Over the years many people tried to create one standard to create API specifications. Today the most widely accepted and proven is OpenAPI. What it does is to provide easily writeable JSON markup to describe API contracts. As it’s very wide topic I won’t go into specifics. you can check all the details of current specification here .

What is important is to use it before you start creating your APIs. Sit down with your team and people who will use your API and have a brainstorm on what data and operations are needed from your new app. During this process create JSON document which will describe what you’re discussing. Later you can put it in repo so it’s visible for everyone (you can say it should be first commit) and if something changes along the way of development everyone will see changes made.

This way of creating APIs also enables parallel work between API and client teams as contract is discussed prior to work. Nice thing is also possibility of creating client libraries from JSON document you’ve just created. And last but not least – beautiful documentation.

Swagger

As Swagger website states:

Swagger is a simple yet powerful representation of your RESTful API. With the largest ecosystem of API tooling on the planet, thousands of developers are supporting Swagger in almost every modern programming language and deployment environment. With a Swagger-enabled API, you get interactive documentation, client SDK generation and discoverability.

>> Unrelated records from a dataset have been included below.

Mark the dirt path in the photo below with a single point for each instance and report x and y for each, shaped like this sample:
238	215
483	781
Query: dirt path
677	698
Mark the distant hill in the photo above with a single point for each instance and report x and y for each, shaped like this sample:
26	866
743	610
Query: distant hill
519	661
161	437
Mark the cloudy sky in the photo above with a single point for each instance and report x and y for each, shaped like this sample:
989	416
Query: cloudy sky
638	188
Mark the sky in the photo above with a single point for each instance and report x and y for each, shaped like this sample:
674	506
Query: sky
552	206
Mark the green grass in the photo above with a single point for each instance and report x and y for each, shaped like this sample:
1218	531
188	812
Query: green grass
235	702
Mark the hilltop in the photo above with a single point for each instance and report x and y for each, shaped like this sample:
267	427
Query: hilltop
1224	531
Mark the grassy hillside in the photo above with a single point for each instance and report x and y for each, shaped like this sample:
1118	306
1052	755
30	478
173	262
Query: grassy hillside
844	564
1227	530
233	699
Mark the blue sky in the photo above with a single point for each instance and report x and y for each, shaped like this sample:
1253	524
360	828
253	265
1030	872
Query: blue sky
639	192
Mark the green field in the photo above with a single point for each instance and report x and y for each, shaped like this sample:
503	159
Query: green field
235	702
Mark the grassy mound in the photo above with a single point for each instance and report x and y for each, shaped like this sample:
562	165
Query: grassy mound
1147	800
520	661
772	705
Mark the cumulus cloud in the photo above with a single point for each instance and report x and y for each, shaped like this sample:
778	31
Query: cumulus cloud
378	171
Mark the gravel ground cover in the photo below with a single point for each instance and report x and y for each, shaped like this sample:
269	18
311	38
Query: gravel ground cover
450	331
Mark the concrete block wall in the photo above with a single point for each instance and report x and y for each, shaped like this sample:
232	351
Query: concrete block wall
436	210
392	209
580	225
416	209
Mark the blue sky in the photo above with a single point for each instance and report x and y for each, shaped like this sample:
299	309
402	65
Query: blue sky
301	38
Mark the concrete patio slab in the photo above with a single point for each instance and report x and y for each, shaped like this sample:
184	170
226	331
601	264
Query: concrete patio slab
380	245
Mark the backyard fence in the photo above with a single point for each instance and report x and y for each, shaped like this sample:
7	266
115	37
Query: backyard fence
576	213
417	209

I mentioned before some of the features before. Now I want to touch on documentation and Swagger UI which simplified way documentation is created to the level where there is no way back ;) Swagger UI creates web documentation from your OpenAPI specification document. And not only that. Documentation website created from it is fully interactive. Besides providing all important information it allows you to test API in real time providing all what it does in copy/paste format. Creating Client libraries is a blessing as everything can be verified by client team before first line of code. Also your QA team will be very happy as they can now focus on their work more than on typing endless JSONs in Postman. This makes road to production way faster and makes everyone in business happy with working systems.

Putting it into practice

Practice makes perfect. All the ideas mentioned in this article will stay ideas until you start working with them. As I’m always saying – there is no silver bullet. Especially in our industry which is changing on the daily basis. Try to use them, evaluate if they are good for your scenario and let other know what was working for you.